Gaius saw the Penal legion as a way out of the hell that was prison, hating being confined in a cell for any amount of time, and even though he puts his life on the line by doing so, it is much better than dying in prison as a shell of a man. 

Reason for induction: The murder of his father that he did not commit.
Reaction to induction: Gaius hates that he is fighting in some of the worst environments, and with some of the worst equipment and men possible. 

However he believes that there was no choice, and would rather die in an open world, than being shanked or dying inside a cell. He cares not for the Emperors forgiveness as he knows he did nothing wrong, and if the Emperor was a god like others claimed then he would have punished his brother and not him.

Relic: The last remaining relic he has is a coin that his father gave him when he turned 18. While worth nothing it is engraved by his father and is the last remaining thing he has left of his past life, something which he holds onto dearly.

Specialist skill: Whilst he leaves everything down to chance Gaius can blend in with a crowd easily, having had to do it in his previous life so that none of the workers that he hung out with knew he was actually an heir to a vast oil based Empire. He has learnt how to move silently, and has a way with the ladies, though there are few in the Penal legion.

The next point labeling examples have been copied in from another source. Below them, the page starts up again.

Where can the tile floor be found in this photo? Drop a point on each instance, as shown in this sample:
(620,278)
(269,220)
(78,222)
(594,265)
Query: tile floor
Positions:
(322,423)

Relationship with other characters: Gaius is generally a friendly guy, though he keeps much of his past hidden. His ultimate goal is to escape one day and either get revenge on his brother or settle down somewhere where he can once again immerse himself into society.


----------



## JAMOB (Dec 30, 2010)

Sorry I havent updated yet, I wont be able to this weekend either - I have extremely limited internet and am "stranded" in virginia...


----------



## Angel Encarmine (Jul 5, 2011)

Another person intent on escaping! This should be awesome haha


----------



## HOGGLORD (Jan 25, 2012)

Sorry I couldn't get a character up. If there's a drop out, I may try to take a slot.


----------



## Midge913 (Oct 21, 2010)

well mate, I believe in the above post he included you in the sheets he was waiting on, so if you have one done I would still throw it in the mix


----------



## HOGGLORD (Jan 25, 2012)

really? Ok, I'll put it up then


----------



## Midge913 (Oct 21, 2010)

well in a few posts above, deathbringer listed you as part of the twelve character sheets that he expected to have, prompting him to close recruitment. Of course he will have the final say, but I would say throw it in and see what happens.


----------



## maelstrom48 (Sep 5, 2012)

Hey! I have an itch and the only cure is gory sci fi sequences. Let's get this thing started! Let's accept some characters and get this RP started already!


----------



## High_Seraph (Aug 28, 2009)

Calm down there mate. Db has a life outside Heresy rp. It will be accepted when it is and rushing him wont make things any better.


----------



## Midge913 (Oct 21, 2010)

indeed, good things come to those that wait


----------



## HOGGLORD (Jan 25, 2012)

Name: Peitor 'Doc' Simmons

Age: 48

Sex: Male

Appearance: Doc has a rough, stubbled face a wide jaw and coarse, scarred features. His face is a mess of grime and scars, though none are altogether too impressive, merely little nicks and scratches. His eyes are a bleak grey. He is stocky, Standing at 5ft 8 with short, dark-grey hair and constantly messy, blood-stained flak jacket and simple, fairly worn combat fatigues. 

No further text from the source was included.